Joe was a housemate of mine who would often ask the question, “We’re lucky, aren’t we?” — out of the blue if the conversation had gone quiet around the dinner table, walking our way to the subway, or once in the middle of a painting project so I, cranky and tired, had to laugh.

“We’re lucky, aren’t we?” he’d ask, apropos of nothing, thinking out loud I guess, and I would have to stop and review the house we lived in, the meal we were sharing, the world around us, and think “yes.” And then, like Wordsworth and his daffodils, my heart would fill and dance a little, in Joe’s abundant sense of luckiness.

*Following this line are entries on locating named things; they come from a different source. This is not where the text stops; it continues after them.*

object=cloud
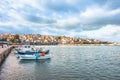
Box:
[0,0,120,40]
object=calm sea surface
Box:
[0,46,120,80]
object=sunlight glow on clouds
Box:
[0,0,120,42]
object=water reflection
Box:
[19,59,51,64]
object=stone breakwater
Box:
[0,46,13,65]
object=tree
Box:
[13,34,21,43]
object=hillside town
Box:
[0,33,119,45]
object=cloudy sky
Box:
[0,0,120,42]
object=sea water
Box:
[0,46,120,80]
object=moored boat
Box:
[19,54,51,59]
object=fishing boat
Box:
[19,54,50,59]
[18,50,50,59]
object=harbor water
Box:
[0,46,120,80]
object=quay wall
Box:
[0,46,13,65]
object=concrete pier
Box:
[0,46,13,65]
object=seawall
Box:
[0,46,13,65]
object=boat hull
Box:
[19,54,51,59]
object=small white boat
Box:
[19,54,51,59]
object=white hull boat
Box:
[19,54,50,59]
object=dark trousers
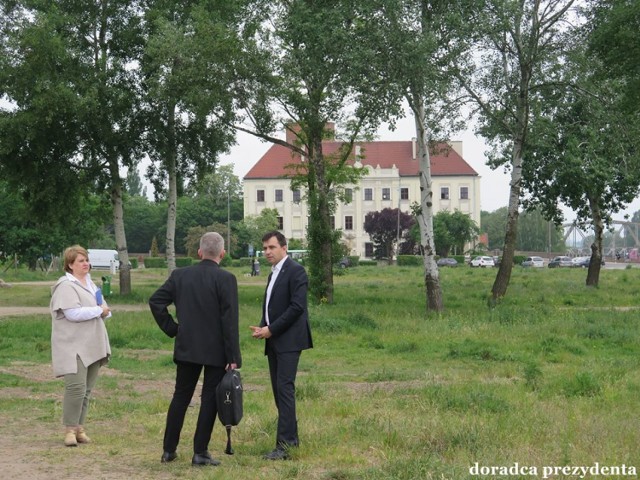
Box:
[267,340,300,448]
[163,363,225,453]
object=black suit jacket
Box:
[260,258,313,354]
[149,260,242,368]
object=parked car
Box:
[436,258,458,267]
[338,257,351,268]
[549,255,573,268]
[522,256,544,268]
[470,255,496,267]
[572,257,604,268]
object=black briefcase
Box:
[216,369,242,455]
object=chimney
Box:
[284,123,300,145]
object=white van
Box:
[87,248,120,270]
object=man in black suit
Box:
[251,231,313,460]
[149,232,242,466]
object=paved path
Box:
[0,305,149,318]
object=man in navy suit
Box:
[251,231,313,460]
[149,232,242,466]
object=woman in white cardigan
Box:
[50,245,111,447]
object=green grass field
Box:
[0,267,640,480]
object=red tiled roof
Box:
[244,141,478,179]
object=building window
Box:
[344,188,353,204]
[364,242,373,258]
[344,215,353,230]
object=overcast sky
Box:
[220,117,640,222]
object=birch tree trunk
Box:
[489,139,522,306]
[165,102,178,273]
[412,99,444,312]
[109,161,131,295]
[586,196,604,287]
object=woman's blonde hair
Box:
[64,245,89,273]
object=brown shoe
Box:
[76,425,91,443]
[64,427,78,447]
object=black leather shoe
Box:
[263,448,289,460]
[160,452,178,463]
[191,452,220,467]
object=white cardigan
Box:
[50,275,111,377]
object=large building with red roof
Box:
[244,126,480,258]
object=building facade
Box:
[243,131,480,258]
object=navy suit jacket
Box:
[149,260,242,368]
[260,258,313,354]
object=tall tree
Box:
[523,40,640,286]
[433,210,480,257]
[228,0,398,303]
[142,0,243,271]
[457,0,575,305]
[0,0,142,294]
[360,0,469,311]
[0,180,109,270]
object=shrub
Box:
[358,259,378,267]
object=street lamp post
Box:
[227,187,231,251]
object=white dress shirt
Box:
[264,255,288,325]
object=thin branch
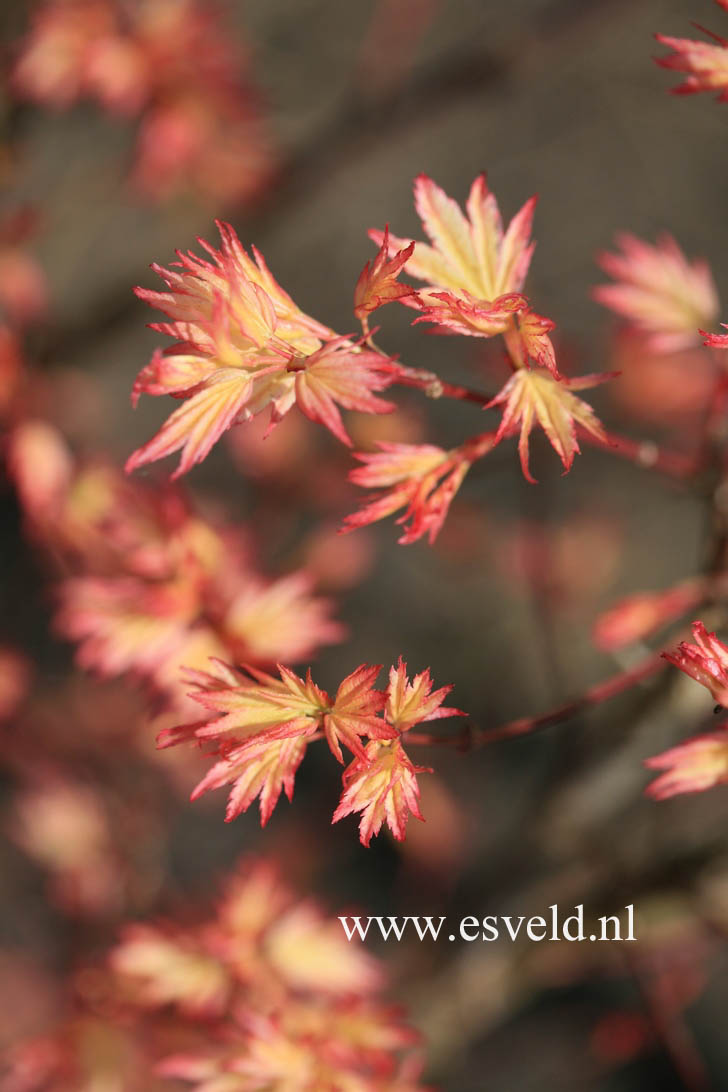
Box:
[578,429,701,480]
[407,652,666,750]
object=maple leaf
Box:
[654,0,728,103]
[697,322,728,348]
[369,174,536,306]
[485,368,612,482]
[171,664,395,762]
[510,309,562,379]
[323,664,395,762]
[413,292,528,337]
[56,577,195,675]
[110,925,231,1017]
[332,739,431,845]
[354,224,415,329]
[296,337,396,447]
[190,734,308,827]
[645,725,728,800]
[341,434,496,545]
[663,621,728,707]
[592,233,718,353]
[219,572,347,664]
[592,578,706,652]
[181,664,331,744]
[384,656,465,732]
[127,222,396,477]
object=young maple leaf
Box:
[127,222,396,477]
[190,734,309,827]
[592,577,706,652]
[645,725,728,800]
[176,664,331,746]
[341,434,496,545]
[697,322,728,348]
[166,664,395,762]
[663,621,728,707]
[654,0,728,103]
[354,224,415,329]
[510,309,562,379]
[592,233,718,353]
[369,175,536,307]
[56,577,196,676]
[219,572,347,664]
[332,739,431,845]
[110,925,232,1018]
[384,656,466,732]
[413,292,528,337]
[323,664,395,762]
[485,368,612,483]
[296,337,396,447]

I always attributed Joe’s sense of luckiness to growing up with hereditary mental illness in his family. It brought a lot of heartache and stress to his life, absolutely, but Joe also had this deep awareness of his own lucky draw of genes—awareness he extended to other birth circumstances like parents and opportunities, race and gender. The way his mind happened to work, Joe knew, relied on some things beyond his control, and so did his capacity to succeed in our world.

Joe wasn’t perfect; like all of us he had edges. But I loved the humbleness of his perspective on luckiness and the generosity of spirit it inspired. There was nothing to hang judging others on, if one attributes a large part of how one functions to luckiness, and sharing what he had came easily to Joe.

His sense of abundant luck also brought Joe a lot of joy. He was the happiest individual I have ever known. It is a sense I want to believe I can practice myself. I am looking forward to November.